By Emma Cotton/VTDigger
A short new section to a 22-page bill focused on retargeting energy efficiency goals has given Senate Republicans what they have been seeking — with increasing insistence — for weeks: the end of any mention of a clean heat standard in Vermont law.
“30 V.S.A. chapter 94 is repealed” was the key phrase added to S.65 that helped it advance with a bipartisan 4-1 vote in the Senate Natural Resources Committee Friday.
Before the addition, the bill’s focus was to reorient the goals of Efficiency Vermont toward reducing climate pollution as opposed to its current mandate, lowering electricity demand.
Policy-wise, Sen. Anne Watson, D/P, chair of the committee, said repealing the clean heat standard is “not really a big deal.”
“We’re not moving forward with the clean heat standard at this time,” Watson said in an interview Friday.

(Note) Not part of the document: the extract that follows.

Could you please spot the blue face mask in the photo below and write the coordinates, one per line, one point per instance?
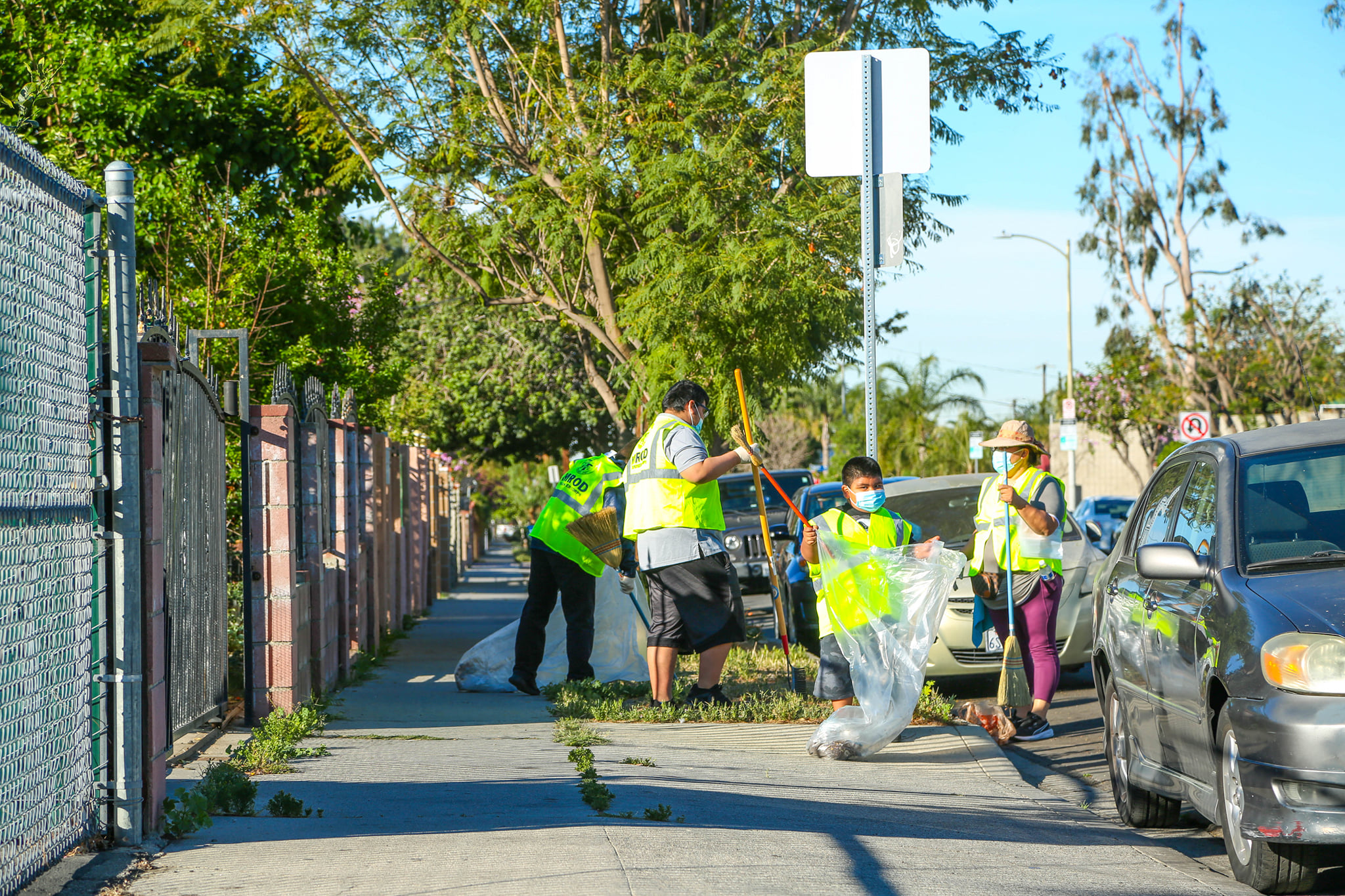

The law currently on the books did not actually put a clean heat standard in motion. Rather, it required the state’s Public Utility Commission to flesh out its details and build a policy, like a car that lawmakers could decide to drive out of the parking lot this session.
The goal of the clean heat standard was to reduce carbon emissions that come from heating and cooling buildings in Vermont, which accounts for around 30% of the state’s total greenhouse gas emissions.
But voters had affordability on their minds last November, and they showed it by breaking the Democrat-Progressive supermajority, making any road for the clean heat standard impassable. The car was doomed to remain in the parking lot.
Actually, deconstructing the car — or repealing it — would grant Republicans a political win. Only one of its parts, a fuel dealer registry, remains in the bill.
But it also appears Watson has used the repeal language as leverage to advance S.65.
Sen. Scott Beck, R-Caledonia, the Senate minority leader, sits on the Senate Natural Resources Committee and voted yes Friday.
“I think it is a bit of a compromise,” he said. “And Republicans did very, very well in the November elections, but it doesn’t mean that Vermonters want one side or the other to have their way all the time.”
“This is maybe an example of a little more cooperation,” he said.